I'm not ashamed to say that 50-60% of my interaction is text based.By this I mean Facebook chat, text messaging and I'll say BBM to look cool (even though I don't have a blackberry and actually use the inferior Whatsapp). However, it would seem that alongside this trend comes a host of new social problems to be dealt with.
Hi. Hello. How are you? Good, You? Good,What you up to? Nothing,You? Nothing Much. Silence. These are the common traits of a forced conversation. I have one of these at least five times a week and probably with someone that's secretly following this blog. I always ask myself straight after such conversations why I even bother? Perhaps it's boredom. When one is done stalking the latest pictures of friends of friends Facebook can get boring. Even though I know the conversation will be just as boring perhaps something could change? maybe we could have deep chat? Another idea I've played with is that perhaps I feel the need to start conversation out of a sense of social pressure. Say you have just seen them out and about but didn't want a deep talk, maybe a small chat will make up for any perceived rudeness. Whatever the reason is, it happens, and it's made even more awkward by the fact that you both clearly remain online, making status' and posts...but just not talking to one another.
Problem two is more uncomfortable. Your friend messages you something slightly difficult: "just learned my dad is gay, my parents 25 year marriage has been a sham, so upset bbe :( ". You're genuinely sad to hear this but cannot properly handle it via a text. My inital response to such a tense text would be: "Ooh OK". Quickly followed up by sincere words of comfort. But it's too late, the damage is done, with the dreaded OK. It appears to be taken as a clear sign of the Gadaffi-like brutality of someone with no heart.
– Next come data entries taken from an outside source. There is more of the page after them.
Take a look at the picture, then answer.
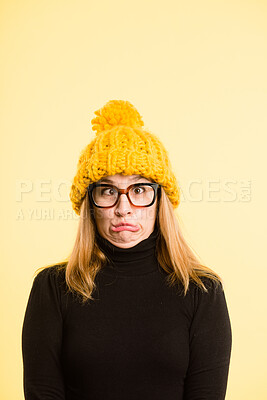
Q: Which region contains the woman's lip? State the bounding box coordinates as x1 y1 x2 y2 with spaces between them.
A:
111 224 139 232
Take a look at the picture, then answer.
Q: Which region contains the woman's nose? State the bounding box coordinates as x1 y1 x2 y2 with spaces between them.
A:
115 194 132 214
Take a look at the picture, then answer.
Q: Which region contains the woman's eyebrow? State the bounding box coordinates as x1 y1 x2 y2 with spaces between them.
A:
100 175 143 185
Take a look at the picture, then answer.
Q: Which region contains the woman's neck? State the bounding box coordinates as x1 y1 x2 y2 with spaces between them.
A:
96 226 159 276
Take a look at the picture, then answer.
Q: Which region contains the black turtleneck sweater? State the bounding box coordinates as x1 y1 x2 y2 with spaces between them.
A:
22 230 231 400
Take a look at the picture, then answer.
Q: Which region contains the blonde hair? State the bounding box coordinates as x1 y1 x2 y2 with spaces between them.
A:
38 188 222 302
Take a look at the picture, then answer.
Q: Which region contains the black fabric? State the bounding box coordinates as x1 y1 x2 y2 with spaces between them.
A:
22 230 232 400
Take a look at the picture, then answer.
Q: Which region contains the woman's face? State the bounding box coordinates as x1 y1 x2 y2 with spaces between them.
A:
93 174 158 248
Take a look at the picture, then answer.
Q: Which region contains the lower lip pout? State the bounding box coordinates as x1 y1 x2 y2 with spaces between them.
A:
112 225 139 232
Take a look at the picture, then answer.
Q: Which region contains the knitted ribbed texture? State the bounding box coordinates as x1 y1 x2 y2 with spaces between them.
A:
70 100 180 215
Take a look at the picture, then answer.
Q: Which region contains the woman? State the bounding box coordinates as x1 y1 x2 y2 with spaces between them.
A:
22 100 231 400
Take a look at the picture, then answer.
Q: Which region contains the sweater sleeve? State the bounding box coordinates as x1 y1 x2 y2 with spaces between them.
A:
22 267 65 400
184 278 232 400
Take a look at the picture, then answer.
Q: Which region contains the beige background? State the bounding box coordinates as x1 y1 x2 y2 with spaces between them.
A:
0 0 267 400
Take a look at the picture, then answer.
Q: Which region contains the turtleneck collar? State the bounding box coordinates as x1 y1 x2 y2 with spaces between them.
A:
96 226 159 276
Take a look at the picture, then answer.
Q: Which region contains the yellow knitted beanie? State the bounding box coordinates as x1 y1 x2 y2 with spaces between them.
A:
70 100 180 215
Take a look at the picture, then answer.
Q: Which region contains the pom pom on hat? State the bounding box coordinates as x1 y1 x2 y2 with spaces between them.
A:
70 100 180 215
91 100 144 134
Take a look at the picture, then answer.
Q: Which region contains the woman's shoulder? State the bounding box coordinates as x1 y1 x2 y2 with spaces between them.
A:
34 262 66 285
I'd like to stand up for OK as a response. To me, it's simply a phrase of acknowledgement used to process ones thoughts before a heartfelt response. However, many a time have I turned conversation sour by using that response. Apparently already upset people find the handy OK a very evil phrase...
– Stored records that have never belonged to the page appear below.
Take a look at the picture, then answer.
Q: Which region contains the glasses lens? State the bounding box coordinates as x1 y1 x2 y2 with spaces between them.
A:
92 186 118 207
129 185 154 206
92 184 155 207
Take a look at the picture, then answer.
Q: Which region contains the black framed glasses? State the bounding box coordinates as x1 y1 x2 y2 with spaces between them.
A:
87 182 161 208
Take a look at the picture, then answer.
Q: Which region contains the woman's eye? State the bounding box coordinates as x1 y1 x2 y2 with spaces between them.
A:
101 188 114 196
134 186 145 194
The final problem is one of tone. Jokes, stories, mood, nuance, effect and emphasis are all misshaped via BBM, text message or Facebook chat. Again this can offend an already tender person. You may try and lighten up the mood with a joke, but they probably won't see the funny side. You could try an emoticon to convey a playful mood, but this will probably make it worse. Repeatedly get caught browsing something else whilst the other person smashes away at the keyboard and no matter how many times you say sorry be sure they are still very annoyed.
It seems inevitable that my gradual withdrawal from face to face conversation will only lead to more instant message based social problems as described above. If your heading down the same route or have experienced similar issues comment below.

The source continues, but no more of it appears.